Ia juga membantah dugaan kualitas jalan yang buruk akibat aspal baru disiram pada bulan November yang sudah memasuki musim hujan. Pasalnya, dugaan warga, jika penyiraman aspal dilakukan saat hujan, kualitasnya tidak terjamin.

“Kita kerja berdasarkan kontrak. Dan kontraknya masih lama yakni hingga Desember. Kalau kerja lewat dari masa kontrak, memang saya salah. Tetapi, masa kontrak belum selesai selama 150 hari,” ujarnya.

“Kalau soal hujan dan tidak, kita mengerti, kita tau. Dan, kami masih punya tanggung jawab dalam masa pemeliharaan selama satu tahun setelah masa kontrak,” tambahnya.

Pantauan Floresa.co, Minggu sore, 18 November, tampak pada titik nol pengerjaan jalan tersebut terpajang papan informasi proyek.

Papan Informasi Proyek. (Foto: Floresa).

Pada papan itu dituliskan bahwa proyek milik Dinas PUPR Manggarai Timur itu dikerjakan oleh kontraktor CV Mixuse, dengan konsultan perencana CV Nivunua Konsultan dan pengawasan, CV Graha Duta.

Selain itu dituliskan juga bahwa jangka waktu pengerjaannya 150 hari, dengan total dana Rp 874. 552.161, 96. Sedangkan tanggal mulai dan berakhir serta volume pengerjaan tidak dicantumkan.
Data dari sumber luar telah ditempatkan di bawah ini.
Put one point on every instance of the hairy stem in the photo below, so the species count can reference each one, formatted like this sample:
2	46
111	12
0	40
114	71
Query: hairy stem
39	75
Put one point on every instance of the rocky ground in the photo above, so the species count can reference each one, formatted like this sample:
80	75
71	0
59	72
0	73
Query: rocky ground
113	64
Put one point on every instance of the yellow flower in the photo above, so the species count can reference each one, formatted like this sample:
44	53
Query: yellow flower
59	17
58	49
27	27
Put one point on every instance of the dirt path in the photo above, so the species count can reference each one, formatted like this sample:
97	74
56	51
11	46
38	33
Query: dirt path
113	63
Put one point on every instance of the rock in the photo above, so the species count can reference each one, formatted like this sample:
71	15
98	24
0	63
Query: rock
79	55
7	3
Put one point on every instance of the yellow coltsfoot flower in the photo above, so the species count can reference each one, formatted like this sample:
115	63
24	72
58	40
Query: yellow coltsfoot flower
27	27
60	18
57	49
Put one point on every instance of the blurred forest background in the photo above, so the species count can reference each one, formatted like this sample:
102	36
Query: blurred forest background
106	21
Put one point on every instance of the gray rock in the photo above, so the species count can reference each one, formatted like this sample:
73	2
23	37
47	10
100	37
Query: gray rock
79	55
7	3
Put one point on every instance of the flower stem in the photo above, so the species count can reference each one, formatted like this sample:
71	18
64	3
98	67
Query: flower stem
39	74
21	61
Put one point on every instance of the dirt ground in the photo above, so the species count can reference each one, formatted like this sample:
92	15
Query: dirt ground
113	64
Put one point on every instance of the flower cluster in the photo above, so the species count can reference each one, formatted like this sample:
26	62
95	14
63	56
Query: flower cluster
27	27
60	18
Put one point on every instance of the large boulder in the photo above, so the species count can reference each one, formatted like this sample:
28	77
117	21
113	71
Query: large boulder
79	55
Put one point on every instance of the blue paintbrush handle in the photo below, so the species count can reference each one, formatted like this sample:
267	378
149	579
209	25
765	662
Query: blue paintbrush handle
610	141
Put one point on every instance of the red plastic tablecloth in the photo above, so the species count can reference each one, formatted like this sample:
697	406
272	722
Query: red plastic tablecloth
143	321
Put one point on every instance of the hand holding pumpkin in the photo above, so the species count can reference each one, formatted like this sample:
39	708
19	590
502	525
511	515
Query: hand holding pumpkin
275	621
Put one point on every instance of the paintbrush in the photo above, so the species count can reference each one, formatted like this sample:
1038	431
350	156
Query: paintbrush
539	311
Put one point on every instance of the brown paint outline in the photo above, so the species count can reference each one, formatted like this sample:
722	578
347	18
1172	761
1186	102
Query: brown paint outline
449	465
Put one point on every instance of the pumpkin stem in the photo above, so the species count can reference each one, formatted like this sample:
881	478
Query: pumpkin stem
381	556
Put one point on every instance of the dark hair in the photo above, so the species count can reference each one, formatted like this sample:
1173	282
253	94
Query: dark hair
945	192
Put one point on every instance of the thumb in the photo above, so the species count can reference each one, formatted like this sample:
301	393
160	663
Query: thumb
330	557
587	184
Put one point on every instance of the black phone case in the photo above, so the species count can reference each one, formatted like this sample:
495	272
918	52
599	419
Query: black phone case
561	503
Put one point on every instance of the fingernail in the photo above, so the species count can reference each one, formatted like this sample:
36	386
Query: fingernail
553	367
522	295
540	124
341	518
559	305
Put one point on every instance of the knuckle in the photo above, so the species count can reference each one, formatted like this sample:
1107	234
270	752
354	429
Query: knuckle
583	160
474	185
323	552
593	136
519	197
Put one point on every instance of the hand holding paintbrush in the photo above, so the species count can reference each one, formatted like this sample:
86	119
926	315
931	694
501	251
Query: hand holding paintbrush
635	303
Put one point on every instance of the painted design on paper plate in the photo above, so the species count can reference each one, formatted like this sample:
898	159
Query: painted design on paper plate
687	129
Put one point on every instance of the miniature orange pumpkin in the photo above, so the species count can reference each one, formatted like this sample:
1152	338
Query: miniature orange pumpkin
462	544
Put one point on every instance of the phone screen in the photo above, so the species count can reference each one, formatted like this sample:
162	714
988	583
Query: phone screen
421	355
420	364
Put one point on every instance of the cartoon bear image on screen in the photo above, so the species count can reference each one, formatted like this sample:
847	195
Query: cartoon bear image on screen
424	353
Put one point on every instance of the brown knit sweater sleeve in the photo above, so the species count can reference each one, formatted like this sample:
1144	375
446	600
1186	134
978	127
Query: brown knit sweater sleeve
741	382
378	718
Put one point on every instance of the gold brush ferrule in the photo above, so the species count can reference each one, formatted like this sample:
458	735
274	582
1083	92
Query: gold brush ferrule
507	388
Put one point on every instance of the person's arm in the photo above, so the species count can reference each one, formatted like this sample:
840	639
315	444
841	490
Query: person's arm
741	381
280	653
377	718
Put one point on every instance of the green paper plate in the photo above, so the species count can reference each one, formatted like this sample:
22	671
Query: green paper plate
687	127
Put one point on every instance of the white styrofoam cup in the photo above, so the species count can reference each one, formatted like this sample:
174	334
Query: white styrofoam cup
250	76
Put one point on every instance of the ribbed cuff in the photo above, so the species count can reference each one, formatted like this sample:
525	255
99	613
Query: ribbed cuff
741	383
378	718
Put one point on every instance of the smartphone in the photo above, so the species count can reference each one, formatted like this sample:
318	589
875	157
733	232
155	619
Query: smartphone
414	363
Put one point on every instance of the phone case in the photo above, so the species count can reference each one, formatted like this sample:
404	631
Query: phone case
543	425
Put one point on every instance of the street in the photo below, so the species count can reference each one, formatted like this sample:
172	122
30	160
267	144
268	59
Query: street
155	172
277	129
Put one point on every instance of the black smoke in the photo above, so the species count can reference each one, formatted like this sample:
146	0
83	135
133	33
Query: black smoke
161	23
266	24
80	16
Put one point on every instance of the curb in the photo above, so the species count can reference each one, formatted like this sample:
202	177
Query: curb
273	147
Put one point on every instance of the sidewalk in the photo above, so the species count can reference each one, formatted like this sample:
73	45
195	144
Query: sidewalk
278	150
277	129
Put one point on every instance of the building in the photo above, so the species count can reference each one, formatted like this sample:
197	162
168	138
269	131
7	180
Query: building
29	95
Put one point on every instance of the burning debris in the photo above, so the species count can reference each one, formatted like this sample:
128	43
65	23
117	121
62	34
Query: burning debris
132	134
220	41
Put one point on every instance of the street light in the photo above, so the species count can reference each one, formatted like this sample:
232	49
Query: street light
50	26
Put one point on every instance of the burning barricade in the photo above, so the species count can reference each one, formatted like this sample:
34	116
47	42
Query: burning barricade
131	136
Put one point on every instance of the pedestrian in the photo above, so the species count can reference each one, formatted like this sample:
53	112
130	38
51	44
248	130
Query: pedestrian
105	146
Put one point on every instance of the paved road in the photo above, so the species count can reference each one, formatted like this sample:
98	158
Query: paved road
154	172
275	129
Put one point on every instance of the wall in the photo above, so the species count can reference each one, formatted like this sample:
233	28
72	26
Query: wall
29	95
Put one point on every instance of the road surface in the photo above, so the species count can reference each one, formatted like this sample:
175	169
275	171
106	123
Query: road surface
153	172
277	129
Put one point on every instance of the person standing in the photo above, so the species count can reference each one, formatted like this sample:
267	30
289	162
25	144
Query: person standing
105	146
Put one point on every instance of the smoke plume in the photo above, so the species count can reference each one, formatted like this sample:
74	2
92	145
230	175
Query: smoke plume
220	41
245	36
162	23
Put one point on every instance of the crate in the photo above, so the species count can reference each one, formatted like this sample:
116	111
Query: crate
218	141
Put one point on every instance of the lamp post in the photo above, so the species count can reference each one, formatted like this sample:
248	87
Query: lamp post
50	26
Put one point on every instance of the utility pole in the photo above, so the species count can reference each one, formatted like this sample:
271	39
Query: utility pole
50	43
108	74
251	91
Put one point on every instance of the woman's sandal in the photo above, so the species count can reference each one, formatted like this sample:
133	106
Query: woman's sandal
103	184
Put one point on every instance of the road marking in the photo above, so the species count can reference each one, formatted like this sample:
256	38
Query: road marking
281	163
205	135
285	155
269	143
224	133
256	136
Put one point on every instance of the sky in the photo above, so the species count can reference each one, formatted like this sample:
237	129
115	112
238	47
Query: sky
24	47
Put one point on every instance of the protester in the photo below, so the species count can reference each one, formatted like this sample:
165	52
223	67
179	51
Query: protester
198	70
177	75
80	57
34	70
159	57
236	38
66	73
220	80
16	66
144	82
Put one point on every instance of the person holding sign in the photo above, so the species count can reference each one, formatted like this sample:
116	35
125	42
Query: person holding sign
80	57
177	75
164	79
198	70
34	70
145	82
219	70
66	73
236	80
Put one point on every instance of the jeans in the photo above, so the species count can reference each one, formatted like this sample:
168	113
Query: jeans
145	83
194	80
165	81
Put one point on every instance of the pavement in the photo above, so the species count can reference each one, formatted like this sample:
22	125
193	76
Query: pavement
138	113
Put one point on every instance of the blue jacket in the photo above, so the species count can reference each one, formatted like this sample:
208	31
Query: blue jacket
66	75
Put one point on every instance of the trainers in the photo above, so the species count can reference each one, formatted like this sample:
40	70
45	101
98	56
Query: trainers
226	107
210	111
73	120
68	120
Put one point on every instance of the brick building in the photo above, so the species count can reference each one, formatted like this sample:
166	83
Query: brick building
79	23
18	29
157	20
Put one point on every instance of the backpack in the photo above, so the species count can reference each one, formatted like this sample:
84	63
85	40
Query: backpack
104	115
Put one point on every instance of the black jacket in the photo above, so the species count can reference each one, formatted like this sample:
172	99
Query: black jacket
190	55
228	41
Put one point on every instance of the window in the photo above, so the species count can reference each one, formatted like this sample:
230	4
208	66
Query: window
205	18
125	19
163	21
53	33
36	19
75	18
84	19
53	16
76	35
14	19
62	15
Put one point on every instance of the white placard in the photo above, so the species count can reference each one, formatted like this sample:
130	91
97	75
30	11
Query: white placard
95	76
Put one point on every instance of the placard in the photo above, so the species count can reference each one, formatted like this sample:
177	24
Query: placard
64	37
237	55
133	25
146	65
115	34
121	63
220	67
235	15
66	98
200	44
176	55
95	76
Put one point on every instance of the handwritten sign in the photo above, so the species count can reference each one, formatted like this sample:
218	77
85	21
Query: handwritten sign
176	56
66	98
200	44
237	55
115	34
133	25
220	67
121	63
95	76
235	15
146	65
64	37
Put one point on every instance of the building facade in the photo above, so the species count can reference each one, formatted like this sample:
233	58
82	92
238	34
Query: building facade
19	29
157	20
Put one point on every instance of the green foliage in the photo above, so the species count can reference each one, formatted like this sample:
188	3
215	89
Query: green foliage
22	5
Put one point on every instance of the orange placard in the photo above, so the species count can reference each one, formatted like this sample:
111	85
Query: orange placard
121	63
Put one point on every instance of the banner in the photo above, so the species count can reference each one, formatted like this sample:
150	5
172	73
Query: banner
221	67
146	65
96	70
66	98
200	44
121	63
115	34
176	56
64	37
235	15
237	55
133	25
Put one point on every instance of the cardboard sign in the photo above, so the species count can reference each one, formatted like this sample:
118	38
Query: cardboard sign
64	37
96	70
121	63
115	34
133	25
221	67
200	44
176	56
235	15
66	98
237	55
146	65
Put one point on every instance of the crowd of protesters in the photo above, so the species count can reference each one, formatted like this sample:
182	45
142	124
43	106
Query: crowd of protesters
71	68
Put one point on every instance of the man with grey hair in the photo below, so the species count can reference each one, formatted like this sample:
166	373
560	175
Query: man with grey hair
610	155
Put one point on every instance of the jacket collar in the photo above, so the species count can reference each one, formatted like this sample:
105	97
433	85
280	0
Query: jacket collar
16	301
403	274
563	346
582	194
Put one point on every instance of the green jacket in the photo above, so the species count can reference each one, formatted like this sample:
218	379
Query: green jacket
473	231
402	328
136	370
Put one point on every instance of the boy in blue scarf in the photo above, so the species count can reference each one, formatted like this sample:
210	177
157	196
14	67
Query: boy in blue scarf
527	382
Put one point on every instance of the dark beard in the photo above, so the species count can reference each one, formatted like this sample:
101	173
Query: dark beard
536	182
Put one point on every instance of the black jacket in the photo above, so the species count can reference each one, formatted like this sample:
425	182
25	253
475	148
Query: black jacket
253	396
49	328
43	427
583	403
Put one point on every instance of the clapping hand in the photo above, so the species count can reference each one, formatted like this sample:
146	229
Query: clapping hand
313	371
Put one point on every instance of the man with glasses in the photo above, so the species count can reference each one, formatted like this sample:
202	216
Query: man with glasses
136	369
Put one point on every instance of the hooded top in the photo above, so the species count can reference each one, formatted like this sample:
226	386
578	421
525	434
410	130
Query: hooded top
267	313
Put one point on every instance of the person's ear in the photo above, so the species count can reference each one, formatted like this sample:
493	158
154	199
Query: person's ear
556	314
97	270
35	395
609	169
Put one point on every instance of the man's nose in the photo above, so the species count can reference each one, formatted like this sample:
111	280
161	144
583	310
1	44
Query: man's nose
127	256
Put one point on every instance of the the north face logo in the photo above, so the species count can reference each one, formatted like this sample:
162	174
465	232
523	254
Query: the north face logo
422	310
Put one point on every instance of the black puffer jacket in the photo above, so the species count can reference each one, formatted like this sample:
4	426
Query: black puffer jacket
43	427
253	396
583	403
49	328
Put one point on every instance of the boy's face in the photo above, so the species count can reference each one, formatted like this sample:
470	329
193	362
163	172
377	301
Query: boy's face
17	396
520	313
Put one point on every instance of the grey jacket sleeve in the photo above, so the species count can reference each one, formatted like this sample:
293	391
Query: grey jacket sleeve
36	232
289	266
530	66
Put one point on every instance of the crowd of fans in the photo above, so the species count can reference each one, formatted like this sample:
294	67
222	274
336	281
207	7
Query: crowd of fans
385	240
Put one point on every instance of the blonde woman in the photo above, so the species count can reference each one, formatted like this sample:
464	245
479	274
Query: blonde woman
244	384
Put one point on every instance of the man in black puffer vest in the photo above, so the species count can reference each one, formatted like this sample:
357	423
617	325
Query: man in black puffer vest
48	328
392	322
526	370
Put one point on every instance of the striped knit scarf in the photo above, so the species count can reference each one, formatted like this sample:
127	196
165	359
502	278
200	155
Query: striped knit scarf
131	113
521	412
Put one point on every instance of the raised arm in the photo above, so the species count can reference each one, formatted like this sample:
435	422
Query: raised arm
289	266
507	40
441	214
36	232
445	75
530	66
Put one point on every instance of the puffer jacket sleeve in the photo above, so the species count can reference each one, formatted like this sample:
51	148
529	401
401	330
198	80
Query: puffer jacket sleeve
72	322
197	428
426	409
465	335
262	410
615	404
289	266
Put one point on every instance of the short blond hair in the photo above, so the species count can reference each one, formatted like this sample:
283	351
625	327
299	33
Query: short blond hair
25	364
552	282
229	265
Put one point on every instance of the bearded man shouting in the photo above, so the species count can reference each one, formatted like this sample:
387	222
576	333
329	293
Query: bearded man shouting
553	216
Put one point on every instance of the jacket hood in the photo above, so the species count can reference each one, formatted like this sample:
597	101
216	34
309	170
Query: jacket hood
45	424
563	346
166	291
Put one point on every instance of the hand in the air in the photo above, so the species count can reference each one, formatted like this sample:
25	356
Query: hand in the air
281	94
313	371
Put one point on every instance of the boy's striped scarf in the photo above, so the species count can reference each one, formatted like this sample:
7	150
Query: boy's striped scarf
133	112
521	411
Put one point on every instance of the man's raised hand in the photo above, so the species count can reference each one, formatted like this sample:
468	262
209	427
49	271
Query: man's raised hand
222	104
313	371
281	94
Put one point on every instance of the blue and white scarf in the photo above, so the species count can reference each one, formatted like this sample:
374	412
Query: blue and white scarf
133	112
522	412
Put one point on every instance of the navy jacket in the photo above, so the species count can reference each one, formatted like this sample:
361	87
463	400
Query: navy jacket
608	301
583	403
Tampak penyiraman awal aspal untuk mengikat batu telford dengan batu 5-7 dan batu 3-5 (krikil) hanya dilakukan pada batas luar jalan yang mau dilapen tersebut. Sedangkan pada bagian tengah tidak disirami aspal.

Selain itu, di sepanjang jalan yang mau diaspalkan itu hanya terlihat satu tumpukan batu 5-7. Tumpukan batu 5-7 itu terlihat sekitar 300 meter setelah batas jalan yang sudah disirami aspal.